Northeastern University student veteran Adam Beatty, a Marine who has completed two tours of duty in Iraq, recently received a valuable piece of career advice from a former Navy SEAL and current senior policy adviser for Google.
“He told me that my military experience has already differentiated me from other job candidates,” Beatty recalled, “but he said I need to do one more thing to show that I can make it in a discipline outside of the military.”
Beatty received these words of wisdom at the Student Veterans of America’s Inaugural Leadership Institute, a three-day summit featuring workshops on designing and developing thriving local chapters of the organization.
Beatty, the vice president of Northeastern’s chapter of Student Veterans of America, was one of approximately four dozen student veterans who attended the summit, which took place last month on Google’s Mountain View, Calif., campus.

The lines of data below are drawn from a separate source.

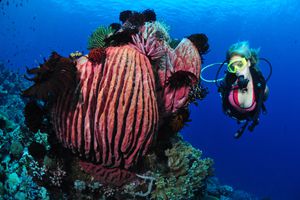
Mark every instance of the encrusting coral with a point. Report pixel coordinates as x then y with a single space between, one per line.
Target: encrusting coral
106 123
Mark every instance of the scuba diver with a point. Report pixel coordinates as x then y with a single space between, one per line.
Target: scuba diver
243 89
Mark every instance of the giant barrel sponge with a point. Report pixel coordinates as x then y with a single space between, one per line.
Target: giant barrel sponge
108 107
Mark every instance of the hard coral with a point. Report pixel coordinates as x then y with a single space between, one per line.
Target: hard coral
186 176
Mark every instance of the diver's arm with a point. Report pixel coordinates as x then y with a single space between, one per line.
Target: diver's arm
266 94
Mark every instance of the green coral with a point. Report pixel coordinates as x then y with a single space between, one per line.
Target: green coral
42 138
96 39
186 175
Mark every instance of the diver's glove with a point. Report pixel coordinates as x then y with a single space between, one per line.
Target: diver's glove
242 82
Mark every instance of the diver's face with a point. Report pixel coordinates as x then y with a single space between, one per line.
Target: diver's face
240 65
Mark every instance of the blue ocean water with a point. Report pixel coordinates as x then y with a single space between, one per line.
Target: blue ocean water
265 162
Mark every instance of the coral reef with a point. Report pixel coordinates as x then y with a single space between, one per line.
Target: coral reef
104 126
97 38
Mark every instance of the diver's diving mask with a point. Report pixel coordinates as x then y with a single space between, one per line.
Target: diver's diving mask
237 65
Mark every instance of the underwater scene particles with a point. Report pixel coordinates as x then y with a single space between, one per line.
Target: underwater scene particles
106 125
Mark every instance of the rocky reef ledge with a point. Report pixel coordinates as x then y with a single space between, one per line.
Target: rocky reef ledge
35 166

Discussing best practices with his peers convinced Beatty of the need to develop a social media strategy for boosting the visibility of Northeastern’s community of student veterans.
Beatty noted that the senior policy adviser encouraged him to create a blog about financial aid for student veterans, a topic with which the junior business major is abundantly familiar. The goal of the blog, he said, would be to “help veterans deal with financial issues and show potential employers that I can translate my military experience into the civilian work force.”
Beatty, for his part, regularly updates the Facebook page for the university’s Student Veterans Organization, which currently has 84 “likes.” But, he said, “We want to use Facebook more aggressively and widen the spectrum by inviting family and friends of student veterans who are interested in supporting us.”
Northeastern’s Career Services office, which has received best-in-the-nation accolades from The Princeton Review, helps student veterans ease the transition from military to collegiate life.
Michael Trudeau, the president of Northeastern’s chapter of the SVA, attended last spring’s career services workshop for student veterans. In the future, the Northeastern workshop will likely take place at least once per semester.
At the workshop, Trudeau received expert advice on fine-tuning his resume, which, he said, helped him land a job as a research assistant for Northeastern’s George J. Kostas Research Institute for Homeland Security.
“It was a huge help and I hope we can continue our relationship in the future,” said Trudeau, a political science major who has conducted deep-sea dives as a sonar officer with the U.S. Navy. “The Northeastern student veteran,” he added, “is a formidable addition to any workplace environment.”
Northeastern student veterans may soon double in number. The federal government’s Yellow Ribbon Program, which operates in conjunction with the Department of Veterans Affairs, currently provides free tuition to roughly 120 Northeastern student veterans who have served in the post-9/11 era. A change in the program’s funding structure will enable Northeastern to enroll up to 252 student veterans beginning this fall.